Thursday, June 06, 2002

Dear friends, I have something to tell you that is quite difficult for me. I have done something for which I am quite ashamed. This is the most difficult thing I have had to write about but I can not continue on in this manner for fear that the secret that I have bottled away for several days will force it’s way out and consume me. It all happened this past Monday when I was returning home from working on a friend’s computer. I was feeling really good because the problem was resolved and I had cash in my pocket. I wasn’t paying very close attention while I was driving down the street. That’s when it happened. I’m getting pretty choked up just thinking about it because a life ended that day. I really hope you all find it in your hearts to forgive me for my sin but I killed a pigeon!

I was driving just a little fast down Montrose Avenue when I saw this pigeon land directly in my lane. I didn’t think twice about it. Any time a pigeon has crossed my path they are able to flap those nasty grey wings and get the fuck out of the way but I think this pigeon was a little retarded. It landed directly in my path and all I saw were the feathered remnants of its little wings (and head and tail) as they flew past my windshield. That was after I heard a distinctive thud and what sounded like a bowling ball rolling underneath my car. Poor stupid ass pigeon, ‘He dead now!’

Wednesday, June 05, 2002

Boys and girls, can I tell you how good it feels to be (semi) working again? I have been averaging about two jobs a week helping friends with their computer problems. It is quite satisfying when I look at their little faces after I have fixed their problem or I have configured their system to do what they desired. It gives me a true feeling of accomplishment that my skills are appreciated. I also like the fact that they pay me by cash or check as soon as I am done! Checks are fine but I do like cash. That is what I call immediate gratification!
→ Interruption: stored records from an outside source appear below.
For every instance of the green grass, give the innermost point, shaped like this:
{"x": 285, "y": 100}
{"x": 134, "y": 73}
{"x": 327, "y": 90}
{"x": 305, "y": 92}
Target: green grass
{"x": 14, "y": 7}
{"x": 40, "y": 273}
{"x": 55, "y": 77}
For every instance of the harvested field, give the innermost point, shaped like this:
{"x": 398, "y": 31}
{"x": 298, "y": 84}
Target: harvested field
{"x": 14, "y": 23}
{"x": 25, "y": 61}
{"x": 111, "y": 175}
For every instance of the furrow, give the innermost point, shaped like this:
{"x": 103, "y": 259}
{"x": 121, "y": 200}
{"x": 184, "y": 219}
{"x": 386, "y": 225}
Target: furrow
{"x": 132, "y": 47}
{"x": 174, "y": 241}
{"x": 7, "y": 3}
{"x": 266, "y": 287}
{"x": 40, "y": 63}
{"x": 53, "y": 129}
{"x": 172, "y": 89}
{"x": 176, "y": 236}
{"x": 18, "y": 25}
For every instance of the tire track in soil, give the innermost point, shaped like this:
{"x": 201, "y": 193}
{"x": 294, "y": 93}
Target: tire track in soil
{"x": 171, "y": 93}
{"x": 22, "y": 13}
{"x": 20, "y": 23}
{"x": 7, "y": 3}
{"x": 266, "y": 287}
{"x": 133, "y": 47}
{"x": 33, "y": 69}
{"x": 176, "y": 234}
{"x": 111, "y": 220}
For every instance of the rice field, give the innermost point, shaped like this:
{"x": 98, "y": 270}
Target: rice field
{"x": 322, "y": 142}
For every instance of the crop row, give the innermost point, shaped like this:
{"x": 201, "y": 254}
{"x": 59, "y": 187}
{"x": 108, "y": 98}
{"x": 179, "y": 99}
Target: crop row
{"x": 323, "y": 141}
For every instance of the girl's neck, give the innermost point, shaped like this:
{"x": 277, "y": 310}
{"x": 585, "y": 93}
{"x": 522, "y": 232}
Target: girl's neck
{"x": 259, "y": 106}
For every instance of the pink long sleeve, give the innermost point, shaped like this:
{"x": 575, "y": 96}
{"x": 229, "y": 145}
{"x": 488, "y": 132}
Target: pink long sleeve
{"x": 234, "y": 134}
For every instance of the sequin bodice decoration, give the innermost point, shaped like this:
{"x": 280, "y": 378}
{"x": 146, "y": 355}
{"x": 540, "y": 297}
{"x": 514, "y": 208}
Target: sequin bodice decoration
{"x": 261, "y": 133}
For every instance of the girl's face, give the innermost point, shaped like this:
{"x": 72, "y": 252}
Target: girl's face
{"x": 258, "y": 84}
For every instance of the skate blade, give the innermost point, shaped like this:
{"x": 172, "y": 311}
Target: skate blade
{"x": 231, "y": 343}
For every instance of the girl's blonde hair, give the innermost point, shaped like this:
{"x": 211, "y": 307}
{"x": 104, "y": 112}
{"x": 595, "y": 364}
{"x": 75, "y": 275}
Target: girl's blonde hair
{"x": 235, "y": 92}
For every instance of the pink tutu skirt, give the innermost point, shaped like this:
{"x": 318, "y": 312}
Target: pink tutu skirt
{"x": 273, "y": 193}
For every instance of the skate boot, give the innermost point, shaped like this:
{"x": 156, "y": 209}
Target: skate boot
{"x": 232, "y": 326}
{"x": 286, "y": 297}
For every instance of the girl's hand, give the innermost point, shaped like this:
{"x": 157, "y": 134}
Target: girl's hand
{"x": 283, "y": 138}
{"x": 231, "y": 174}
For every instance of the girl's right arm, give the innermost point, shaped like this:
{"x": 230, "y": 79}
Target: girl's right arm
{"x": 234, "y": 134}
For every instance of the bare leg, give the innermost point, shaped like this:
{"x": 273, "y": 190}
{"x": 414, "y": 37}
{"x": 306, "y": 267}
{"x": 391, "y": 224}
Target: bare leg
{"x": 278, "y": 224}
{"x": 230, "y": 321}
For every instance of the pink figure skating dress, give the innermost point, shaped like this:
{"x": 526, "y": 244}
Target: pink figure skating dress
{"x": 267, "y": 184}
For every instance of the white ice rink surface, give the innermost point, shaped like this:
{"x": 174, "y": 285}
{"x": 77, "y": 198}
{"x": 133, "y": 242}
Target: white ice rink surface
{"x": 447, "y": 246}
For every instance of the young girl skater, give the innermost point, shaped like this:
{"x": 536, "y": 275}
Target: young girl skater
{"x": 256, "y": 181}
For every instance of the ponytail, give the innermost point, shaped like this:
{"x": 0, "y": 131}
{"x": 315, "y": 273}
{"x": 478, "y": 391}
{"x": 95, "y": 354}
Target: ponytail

It is basically tax free money since there is nothing to trace back to me. How often does that happen in a corporate job? Oops, stupid question. :- )

Anyway, I’m really thinking this little business of mine may be a good thing for me. I must be getting excited about it because while I was coming home yesterday from a job I was sitting on the train and working some numbers in my head to determine how much money I would need to make this a viable business. Can you believe I missed my stop! I never miss my stop. I have been asleep on the train many times and haven’t missed my stop. I guess what I am saying is that I am forging ahead with this endeavor. Hey, it's either this or selling Streetwise.

Monday, June 03, 2002

It’s another Monday morning and I find myself struggling to get back into my regular morning routine. After spending a week with my family in what sometimes seems like 19th century rural America where dietary health concerns were not even an afterthought I am struggling to divorce myself from the seductive taste of (can you guess?) bacon! I really love that stuff. I think it’s more addictive than cigarettes! I went out and bought a ½ pound of the stuff. Not that fake soy bacon or Sizzalean stuff. No I got the real deal. That Oscar Mayer, grease splattering, shriveling strips that clot your arteries as soon as you place it on your tongue bacon. That’s good shit, Man!

It’s kind of hard getting back into a routine of oatmeal with honey, soy milk and cinnamon (no butter or margarine) with a piece of fruit and water on the side after partaking in such sinful delights as bacon, eggs, biscuits and grits smothered in butter. If you have ever had deep fried Southern Chicken or fish from the South you might as well try to stop taking heroin. I think it would be easier! Damn the food is good down there but oh so bad for you. I have a slight reserve of will power that I will summon today to kick start my diet back in the right direction. Please pray for my greasy soul!